= Sandra Dagher =

Lebanese curator

Sandra Dagher (born 1978 in Beirut, Lebanon) is a Lebanese curator. Considered as an “art activist”, she currently is the advisor and head of programs of the Saradar Collection.

==Profile==
In 2000, Sandra Dagher took over the management of Espace SD, a multipurpose art space in the Gemmayzeh district of Beirut that had been launched in 1998 by Wadih Safieddine and Karine Wehbé. Spread on 3 floors, Espace SD featured a temporary exhibition, a permanent gallery like collection of artworks, a bookstore, and designer corner. Many events were organized including concerts, festivals, art courses and cine club. After the 2006 Lebanon War, Sandra Dagher organized with Zena El Khalil Nafas Beirut, a multimedia exhibition including 40 artists testimonies of the war. Espace SD closed its doors in April 2007. On the following year, Sandra Dagher collaborated with Naila Kettaneh Kunigk, owner of Munich based galerie Tanit. They curated together solo exhibitions for Lamia Joreige, Nadim Asfar and Hubert Fattal.

Meanwhile, Sandra Dagher curated with Saleh Barakat the 1st Lebanese Pavilion at the 2007 Venice Biennale. The Pavilion featured a collective exhibition of Fouad Elkoury, Lamia Joreige, Walid Sadek, Mounira al Solh and Akram Zaatari.

In 2009, Sandra Dagher and Lamia Joreige launched the Beirut Art Center, a non-profit venue for contemporary art. They had been working on the idea for many years and had to confront many difficulties related to the country’s situation.
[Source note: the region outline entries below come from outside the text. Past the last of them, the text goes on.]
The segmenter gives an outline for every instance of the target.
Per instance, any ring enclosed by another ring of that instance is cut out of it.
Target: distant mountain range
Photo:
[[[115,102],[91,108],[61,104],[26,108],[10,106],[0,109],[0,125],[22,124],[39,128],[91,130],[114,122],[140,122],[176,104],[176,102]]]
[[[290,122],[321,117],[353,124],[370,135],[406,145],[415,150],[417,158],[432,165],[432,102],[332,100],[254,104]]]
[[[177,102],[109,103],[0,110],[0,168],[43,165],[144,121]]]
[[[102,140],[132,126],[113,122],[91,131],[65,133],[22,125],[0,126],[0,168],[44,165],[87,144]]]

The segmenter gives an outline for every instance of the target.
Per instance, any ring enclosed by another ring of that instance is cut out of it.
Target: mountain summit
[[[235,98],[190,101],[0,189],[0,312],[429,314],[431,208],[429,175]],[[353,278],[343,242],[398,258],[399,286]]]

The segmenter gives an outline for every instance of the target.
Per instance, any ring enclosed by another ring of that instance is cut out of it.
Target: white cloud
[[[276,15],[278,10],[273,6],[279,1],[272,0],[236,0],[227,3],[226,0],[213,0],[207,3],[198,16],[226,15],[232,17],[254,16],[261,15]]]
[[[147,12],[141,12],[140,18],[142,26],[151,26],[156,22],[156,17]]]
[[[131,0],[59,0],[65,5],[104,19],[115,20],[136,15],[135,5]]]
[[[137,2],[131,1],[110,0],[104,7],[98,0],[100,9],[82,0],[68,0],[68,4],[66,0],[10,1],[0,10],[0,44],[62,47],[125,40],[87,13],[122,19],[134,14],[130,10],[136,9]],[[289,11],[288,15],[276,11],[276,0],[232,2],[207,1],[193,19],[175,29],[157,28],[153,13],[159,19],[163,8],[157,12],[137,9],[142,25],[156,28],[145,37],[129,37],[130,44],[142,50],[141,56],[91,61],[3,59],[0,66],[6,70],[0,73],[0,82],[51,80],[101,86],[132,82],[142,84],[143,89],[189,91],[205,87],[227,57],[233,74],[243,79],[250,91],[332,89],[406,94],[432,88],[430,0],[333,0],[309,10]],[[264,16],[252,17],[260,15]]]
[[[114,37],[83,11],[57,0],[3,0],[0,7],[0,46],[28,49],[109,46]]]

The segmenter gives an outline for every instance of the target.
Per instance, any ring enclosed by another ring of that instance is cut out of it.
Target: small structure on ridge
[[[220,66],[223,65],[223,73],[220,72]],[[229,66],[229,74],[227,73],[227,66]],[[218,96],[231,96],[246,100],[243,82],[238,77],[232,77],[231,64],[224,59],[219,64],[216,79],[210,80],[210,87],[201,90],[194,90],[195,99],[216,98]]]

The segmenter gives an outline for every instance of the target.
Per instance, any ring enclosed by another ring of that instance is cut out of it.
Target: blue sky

Since its opening, BAC organized numerous events including solo exhibitions for Lebanese, Arab and foreign artists such as Emily Jacir, Akram Zaatari, Mona Hatoum, Bernard Khoury, Paola Yacoub, Harun Farocki and Chris Marker.

In 2011, Sandra Dagher and Lamia Joreige organized “Museum as Hub: Beirut Art Center” at New York City's New Museum.

In 2012, Sandra Dagher joined the Saradar Collection, devoted to Lebanese art from the contemporary and modern periods.